ただし、この段階までは仕事のメールやチャット、電話などとはまだ距離をおくこと。仕事関係のやりとりは、総務・人事労務担当者ひとりだけとし、必要最小限のやりとりにとどめる。接触する人数も頻度も極力下げる。可能であればゼロのほうが望ましい。

第2段階の終盤になると、かなり活動ができるようになってくる。
人によって回復のプロセスや期間はまちまちだが、だいたい1か月から3か月くらい。

第3段階では、働く意欲や生活する意欲が出てくる。
以前の自分の生活リズムに近くなってきて、復職へ向けてのリハビリやリワークを開始する。

そして、第4段階で主治医から復職の許可をもらい、会社の人とコミュニケーションを始めたりなど、復職へ向けての準備を開始する。

第1段階が「休養期」、第2段階と第3段階が「回復期(リハビリ期)」で、第4段階が「調整期」というイメージになるのかな。

状態が落ち着いてくる第2段階の終盤まで、早い人で2か月くらい、そうでない人だと5か月くらいかかることになる。

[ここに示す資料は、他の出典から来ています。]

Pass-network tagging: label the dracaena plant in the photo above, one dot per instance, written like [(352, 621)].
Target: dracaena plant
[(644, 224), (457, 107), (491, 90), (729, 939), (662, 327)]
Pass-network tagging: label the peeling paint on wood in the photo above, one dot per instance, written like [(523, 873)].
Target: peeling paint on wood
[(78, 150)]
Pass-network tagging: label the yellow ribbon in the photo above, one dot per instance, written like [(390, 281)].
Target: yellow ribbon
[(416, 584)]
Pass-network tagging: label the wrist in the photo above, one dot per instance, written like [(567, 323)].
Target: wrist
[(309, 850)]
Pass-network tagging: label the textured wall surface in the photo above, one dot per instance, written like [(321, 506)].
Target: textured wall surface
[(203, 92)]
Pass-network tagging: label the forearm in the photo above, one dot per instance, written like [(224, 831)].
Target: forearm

リハビリに必要な期間も人によってまちまちだと思うが、私が通うショートケアでは「状態が落ち着いてから標準で半年かかります」と言われた。休職してからリハビリを経て復職できる状態になるまで、1年程度はかかる計算だ。しっかり回復を目指すのであれば、やっぱりそれなりの時間がかかるもんなんだね。

私は休職に入ってまだ4か月くらいしか経っていないときに、会社から「時間かかりすぎじゃないの?」って言われて、知識のなさと理解のなさに呆れたけどね!


しんどい期間を私はこうして乗り越えた

休職初期は、とにかくしんどい。
この期間は、とにかく休むことが重要になる。

何もしないでいい。体も動かさないでいい。
しっかり寝て、しっかりぼーっとすればいい。

しかし、実際に休職に入ると、最初の数日は仕事のことが気になって気になって仕方がなかった。
業務用スマホの電源をずっと入れっぱなしにしていて、ときどきメールやチャットを確認していたりしていた。

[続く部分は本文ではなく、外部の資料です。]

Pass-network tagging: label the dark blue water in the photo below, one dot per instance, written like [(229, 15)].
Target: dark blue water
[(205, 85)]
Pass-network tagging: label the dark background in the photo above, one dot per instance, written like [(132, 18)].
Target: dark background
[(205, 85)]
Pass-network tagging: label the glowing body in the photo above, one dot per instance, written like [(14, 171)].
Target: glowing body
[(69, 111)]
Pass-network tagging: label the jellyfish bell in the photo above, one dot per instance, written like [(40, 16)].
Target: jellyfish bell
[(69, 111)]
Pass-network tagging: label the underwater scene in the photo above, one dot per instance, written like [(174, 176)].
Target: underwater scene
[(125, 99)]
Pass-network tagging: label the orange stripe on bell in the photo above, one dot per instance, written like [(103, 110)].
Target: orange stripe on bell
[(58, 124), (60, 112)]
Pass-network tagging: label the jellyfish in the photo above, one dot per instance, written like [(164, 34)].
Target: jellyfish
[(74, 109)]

休職に入る前、職場のメンバーには「たまに確認するようにしとくから、何かあれば連絡してね。そんなに重症じゃないから心配しないで」なんて言ってしまっていた私。

職場に戻ったときに、すぐに仕事に入れるように。
休職前までバタバタで、あわてて引き継ぎしたから、引き継いでくれたメンバーに迷惑をかけたくない。

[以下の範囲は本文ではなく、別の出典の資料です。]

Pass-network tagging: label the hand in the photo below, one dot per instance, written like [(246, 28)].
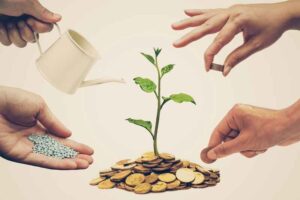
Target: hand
[(261, 25), (251, 131), (22, 114), (20, 18)]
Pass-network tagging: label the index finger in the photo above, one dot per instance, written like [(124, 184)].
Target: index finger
[(227, 127), (226, 35)]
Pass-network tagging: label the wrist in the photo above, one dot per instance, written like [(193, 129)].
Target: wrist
[(292, 118), (291, 9), (2, 99)]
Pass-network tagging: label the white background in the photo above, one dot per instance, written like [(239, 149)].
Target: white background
[(96, 115)]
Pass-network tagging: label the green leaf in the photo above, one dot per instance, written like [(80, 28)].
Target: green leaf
[(149, 57), (157, 51), (145, 124), (145, 84), (181, 97), (167, 69)]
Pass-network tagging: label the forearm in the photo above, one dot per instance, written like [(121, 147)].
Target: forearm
[(293, 117), (2, 98), (292, 9)]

そんな思いがあったからだが、私はなんということを言っていたのだろう。甘かった。バカか私は。

「こんなしんどい状態のときまで、頑張ろうとするなよ!」
あのときの私に、そう声をかけてあげたい。

自分自身のことなのに、いま自分がどんな状態に陥っているのかということを、まるでわかっていなかった。

「これくらいなんてことない、平気だ」って思っていたけれど、平気なんかじゃなかった。
これじゃあ、まったく休まらないじゃないか。

それにやっと気づいた私は、いったん仕事とは完全に離れると決めた。
業務用スマホの電源を切って、仕事に関するやりとりはしない。
仕事関係の人たちとの接触も、しばらく控えなきゃ。

そして、ひたすら寝た。
起きる時間を気にせずに、目覚ましをかけずに、寝たいだけ寝た。


溜まりに溜まった「睡眠負債」を返済する方法

「睡眠負債」という言葉を昨今よく耳にするようになったが、この睡眠負債を返済するには、3週間程度、寝たいだけ寝ればいいという。
休職してから、寝たいだけ寝れるようになったので、まずはこれを試してみることにした。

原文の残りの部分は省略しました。